I’m ridiculous. Truly and utterly ridiculous.
Here I was, ogling some poor man while he was trying to do a favor for his buddy. He didn’t want to be here any more than I did.
Feeling a strange pang of shame, I finished my iced tea, stood, and went back to work. Only after I sat at my desk and looked at my sketchbook did I realize I’d drawn a replica of his intense gaze at the breakfast table that morning. Disgusted, I ripped the page out, crumpled it into a ball, and started throwing it in the trash.
Just as I would have released it, something stopped me. I didn’t want to throw it away. I wanted to keep working on it. I wanted to cherish it, even if I kept it in a deep, secret part of my notebook. Hating myself for it, I smoothed the page out, stuffed it between the last page and the back cover, and told myself I’d get to it some other time.
At the end of the day, I ate dinner alone. Damn near at my wits’ end with this quiet house, I begged Ellen to sit with me.
“Please.” I gestured to the food and the empty seats around the obnoxiously long dinner table. “There’s more than enough. Gather the rest of the staff. I’d love to get to know you all better.”
Ellen only shook her head. “No, ma’am. I can’t. It wouldn’t be proper.”
Whatever that means.
“We’ve already eaten,” she explained, “and our shift is almost over.”
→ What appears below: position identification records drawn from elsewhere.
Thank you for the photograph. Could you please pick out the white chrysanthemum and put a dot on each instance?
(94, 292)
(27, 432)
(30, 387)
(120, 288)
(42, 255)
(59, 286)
I accepted her excuse and drummed my nails on the wood while I chewed the oven-roasted chicken she’d prepared. I’d never considered myself an extrovert. I’d lived alone in my apartment for several months, and some people could be entirely draining. But never had the ache in my chest been so impetuous as it was in this enormous house with no one to fill it.
One day in, and I wanted to jump out of my skin. How would I make it an entire two months?
My phone buzzed, and I glanced down at it, furrowing my brows when I saw a text message from an unknown number.
“Hey, Big Sis,” it said.
“Who is this?” I wrote back.
“Your real brother-in-law.” A chill went down my spine, but I ignored it.
It’s probably someone playing a prank, or maybe a wrong number.